A l’analyse du mode opératoire des véritables auteurs de ces assassinats massifs, essentiellement de jeunes filles issues de familles très pauvres, « enlèvement en série, tuerie, mutilation et largage du reste des corps pratiquement au même endroit ou pas trop loin, des lieux supposés cernés par les forces de l’ordre, et sans être inquiétés », vu les parties des corps mutilés, « matrice, seins », et le prélèvement du sang, l’on n’a pas besoin d’être un Colombo pour déduire que ces opérations nécessitent d’importantes logistiques (domaine, véhicule, finance…), une bénédiction extrême et que les commanditaires et ou acheteurs ne peuvent qu’être de riches personnes ou haut perchées.

 

A défaut des explications et analyses que les enseignants chercheurs, les docteurs, les professeurs, les gardiens de nos us et coutumes et les hommes de Dieu qui devraient constituer la lumière pour cette nation devraient donner pour éclairer les populations sur l’époque douloureuse que traverse le pays, les populations vont se contenter seulement des propos du Pasteur Togbui sur une radio de la place.

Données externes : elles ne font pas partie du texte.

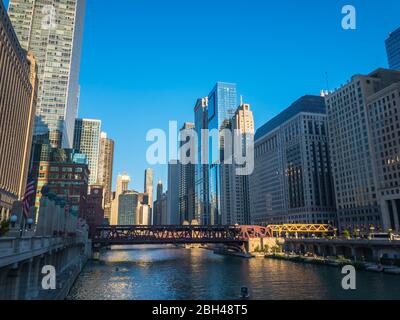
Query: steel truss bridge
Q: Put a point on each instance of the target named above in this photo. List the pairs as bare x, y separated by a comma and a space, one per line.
140, 235
228, 235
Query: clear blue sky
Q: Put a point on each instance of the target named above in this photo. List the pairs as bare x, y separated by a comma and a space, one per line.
146, 61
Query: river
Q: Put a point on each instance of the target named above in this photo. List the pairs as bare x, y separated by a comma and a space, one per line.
169, 273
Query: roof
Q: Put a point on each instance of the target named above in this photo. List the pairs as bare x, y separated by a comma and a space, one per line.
308, 103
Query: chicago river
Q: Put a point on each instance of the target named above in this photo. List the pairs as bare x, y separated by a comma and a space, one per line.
168, 273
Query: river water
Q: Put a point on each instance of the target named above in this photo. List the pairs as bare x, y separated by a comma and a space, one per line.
169, 273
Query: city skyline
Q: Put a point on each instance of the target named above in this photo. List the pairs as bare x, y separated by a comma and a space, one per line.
256, 62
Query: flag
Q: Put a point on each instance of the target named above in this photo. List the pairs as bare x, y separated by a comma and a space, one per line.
29, 192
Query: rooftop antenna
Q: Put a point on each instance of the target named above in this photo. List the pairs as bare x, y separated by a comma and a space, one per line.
327, 81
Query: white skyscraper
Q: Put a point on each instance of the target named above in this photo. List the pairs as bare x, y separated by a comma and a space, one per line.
87, 141
53, 30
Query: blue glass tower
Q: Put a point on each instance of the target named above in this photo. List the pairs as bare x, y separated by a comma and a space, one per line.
393, 49
222, 103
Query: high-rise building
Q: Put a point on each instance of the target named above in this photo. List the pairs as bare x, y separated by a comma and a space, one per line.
237, 207
105, 171
214, 113
18, 89
87, 141
94, 212
122, 185
202, 203
173, 217
157, 208
187, 174
292, 179
53, 31
352, 148
128, 208
384, 120
65, 172
393, 49
148, 188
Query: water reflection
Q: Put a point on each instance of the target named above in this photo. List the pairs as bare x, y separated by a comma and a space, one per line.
148, 273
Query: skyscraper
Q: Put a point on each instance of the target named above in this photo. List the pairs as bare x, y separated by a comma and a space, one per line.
237, 207
202, 203
352, 143
148, 185
158, 206
187, 174
87, 141
393, 49
128, 208
105, 171
292, 179
18, 89
53, 32
173, 217
122, 185
222, 103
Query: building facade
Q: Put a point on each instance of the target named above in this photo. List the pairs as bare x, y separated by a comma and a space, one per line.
87, 141
292, 179
202, 203
53, 32
173, 216
187, 174
352, 149
105, 171
122, 186
148, 187
384, 121
65, 172
237, 207
393, 49
94, 213
18, 90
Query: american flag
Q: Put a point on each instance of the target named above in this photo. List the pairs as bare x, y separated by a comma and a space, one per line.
29, 192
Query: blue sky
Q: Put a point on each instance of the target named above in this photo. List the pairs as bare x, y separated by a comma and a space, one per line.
145, 62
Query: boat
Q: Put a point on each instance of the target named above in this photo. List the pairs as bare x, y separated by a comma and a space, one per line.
391, 270
374, 268
244, 293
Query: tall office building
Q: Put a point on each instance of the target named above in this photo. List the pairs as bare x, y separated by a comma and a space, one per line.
202, 204
173, 216
384, 120
393, 49
65, 172
292, 179
105, 171
352, 148
222, 103
158, 206
53, 31
18, 89
237, 207
148, 185
87, 141
187, 174
122, 186
128, 208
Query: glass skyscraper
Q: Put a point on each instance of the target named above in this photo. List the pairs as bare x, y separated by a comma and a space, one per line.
87, 141
393, 49
222, 103
53, 30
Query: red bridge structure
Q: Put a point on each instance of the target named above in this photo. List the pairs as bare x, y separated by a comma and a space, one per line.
141, 235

Quel échec de cette élite togolaise qui brille par son indifférence vis-à-vis des pauvres et par sa complicité active à la destruction de son pays? Ils sont tous câblés sur les chaînes satellitaires pendant que la terre dégringole sous leurs pieds. Et pourtant, le Griot des Monts Barba-Bassar de regretté mémoire Ambroise Ouyi Tassane, les exhortait déjà à l’époque dans l’une de ses chansons titrée REJAKI avec ces mots « Se taire, lire regarder sans voir, c’est tout ?… ». Leur attitude prouve que ces intellectuels n’ont rien compris de leurs rôles dans la société.

 

Ce courageux pasteur dans ses explications a été bref et concis. Dans la carma, on utilise le sein d’une jeune fille pour les rituels relatifs à la longévité et la matrice qui donne la vie, pour fabriquer de l’argent. C’est là où l’interrogation persiste: « Série de meurtres de jeunes filles à Agoé-Nyivé et à Adidogomé : Les meurtres ont-ils un lien avec les soubresauts politiques actuels au Togo ?» cfr Liberté n°1095 du jeudi 17 novembre 2011. Faut-il en déduire que l’ « Esprit nouveau » s’est totalement embourbé dans une dynamique sans issue pour que le pays se retrouve plus que jamais au bas de la morale ? L’indifférence et le cynisme des autorités dans la résolution de cette crise peuvent constituer des preuves suffisantes.